A la mañana siguiente, me arreglé y tomé otro taxi. Al llegar, vi un coche blanco decorado con flores y globos frente al portal. El conductor fumaba cerca.

—¿Una boda? —pregunté.

—Sí. Ahora saldrán.

Aparecieron Miguel y Elena, radiante en su vestido blanco. El corazón me dio un vuelco de amor y dolor. Me acerqué.

—Roque, no te has ido. ¿Qué sorpresa? —Miguel me dio una palmada en el hombro.

Elena parecía tensa, pero noté que también estaba contenta de verme.

—¿No te marchaste? —preguntó mi madre, asomándose.

—Lo siento, ma. No pude —dije, mirando a Miguel—. Elena no te quiere. Se casa por gratitud. No la hagas infeliz.
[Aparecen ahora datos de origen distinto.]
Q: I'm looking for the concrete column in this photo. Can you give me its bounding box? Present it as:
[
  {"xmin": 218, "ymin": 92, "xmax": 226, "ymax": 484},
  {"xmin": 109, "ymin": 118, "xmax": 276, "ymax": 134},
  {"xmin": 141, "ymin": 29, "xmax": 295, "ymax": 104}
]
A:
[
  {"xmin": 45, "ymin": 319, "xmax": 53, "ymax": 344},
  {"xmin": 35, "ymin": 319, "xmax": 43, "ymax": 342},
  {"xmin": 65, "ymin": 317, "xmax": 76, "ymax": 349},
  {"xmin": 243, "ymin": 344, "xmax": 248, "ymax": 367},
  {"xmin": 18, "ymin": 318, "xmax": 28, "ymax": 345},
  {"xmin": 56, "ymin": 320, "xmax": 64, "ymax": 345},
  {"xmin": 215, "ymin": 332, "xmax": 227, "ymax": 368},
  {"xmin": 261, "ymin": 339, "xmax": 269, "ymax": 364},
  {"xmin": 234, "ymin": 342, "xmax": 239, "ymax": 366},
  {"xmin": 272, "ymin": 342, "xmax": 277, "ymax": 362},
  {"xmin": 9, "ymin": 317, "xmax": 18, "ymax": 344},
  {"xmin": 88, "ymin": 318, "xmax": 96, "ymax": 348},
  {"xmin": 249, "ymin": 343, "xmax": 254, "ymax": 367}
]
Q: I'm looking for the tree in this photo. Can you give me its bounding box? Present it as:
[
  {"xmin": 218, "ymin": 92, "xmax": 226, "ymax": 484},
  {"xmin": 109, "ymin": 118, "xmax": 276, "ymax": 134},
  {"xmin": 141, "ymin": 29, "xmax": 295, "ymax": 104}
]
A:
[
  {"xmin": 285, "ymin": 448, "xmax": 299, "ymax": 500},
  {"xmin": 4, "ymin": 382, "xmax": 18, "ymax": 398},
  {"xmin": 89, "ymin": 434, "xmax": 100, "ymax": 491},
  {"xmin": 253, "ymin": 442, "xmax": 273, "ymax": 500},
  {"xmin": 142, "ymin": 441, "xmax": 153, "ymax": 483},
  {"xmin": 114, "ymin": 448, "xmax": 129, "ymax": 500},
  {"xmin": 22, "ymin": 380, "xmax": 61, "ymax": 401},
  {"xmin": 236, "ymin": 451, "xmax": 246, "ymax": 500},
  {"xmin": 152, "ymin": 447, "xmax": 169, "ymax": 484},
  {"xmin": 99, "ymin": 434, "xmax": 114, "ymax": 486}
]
—¿Qué dices? ¿Elena? —Miguel se volvió hacia ella, que bajó la mirada.

—Le propuse irse conmigo. No quiso traicionarte. Es noble, pero inútil. ¿Qué vida es esa sin amor? —miré a Elena—. Decide. Luego será tarde.

—¿Estás loco? —exclamó mi madre.

Elena escondió el rostro bajo el velo.

—¿No me amas? —preguntó Miguel.

Ella no respondió. Él entró en el portal, cabizbajo.

—¿Vamos al registro? —le dije a Elena, tomándole la mano—. Al fin y al cabo, tenemos el mismo apellido.

—Mi DNI lo tiene Miguel —murmuró ellaY así fue como, mientras el sol de la mañana bañaba las calles de Madrid, entramos juntos al Registro Civil, con mi madre como testigo y el corazón de Miguel roto, pero con la certeza de que el amor, al final, siempre encuentra su camino.